The findings suggest that there are other factors that must explain the diversity of personalities in chimpanzees. It could be that what is considered the "best personality" varies according to environmental or social conditions, or that a trait that is beneficial to males turns out to be negative for females, as he suggests Feldblum.Si that were true, then "the genes associated with those behavioral traits would remain in the population," says Alexander Weiss.

The scientists decided to focus on male chimpanzees, who compete vigorously for a position in a dominance hierarchy that influences reproductive success, and not females because, as they explain, "although the range of female dominance is also associated with reproductive success, in the Gombe community it seemed to depend little on the competitive interactions they made on a daily basis.
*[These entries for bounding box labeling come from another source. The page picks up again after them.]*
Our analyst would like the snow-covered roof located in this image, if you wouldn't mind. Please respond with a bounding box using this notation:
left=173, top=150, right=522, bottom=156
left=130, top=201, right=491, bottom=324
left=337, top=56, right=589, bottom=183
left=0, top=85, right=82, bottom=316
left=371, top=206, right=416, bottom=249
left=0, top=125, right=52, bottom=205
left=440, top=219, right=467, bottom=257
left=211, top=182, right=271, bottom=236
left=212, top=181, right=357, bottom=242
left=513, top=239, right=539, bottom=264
The range of male dominance changes more dynamically and seems more likely to be influenced by variation in personality traits."

The personality of animals, a taboo

As the authors recall, we must not forget that until not many years ago, the mere suggestion that animals have a personality was considered a taboo. Jane Goodall was accused of anthropomorphism when she described some of Gombe's chimpanzees as "bolder" or "more fearful" than others, or defined them as "affectionate" and "cold."

But the research carried out in the following decades has proved the British primatologist right. Since then, ethologists who study the behaviors of all kinds of animals have found different personalities among members of the same species. Weiss says animal personality ratings have been shown to be as consistent from observer to observer as similar measures of human personality.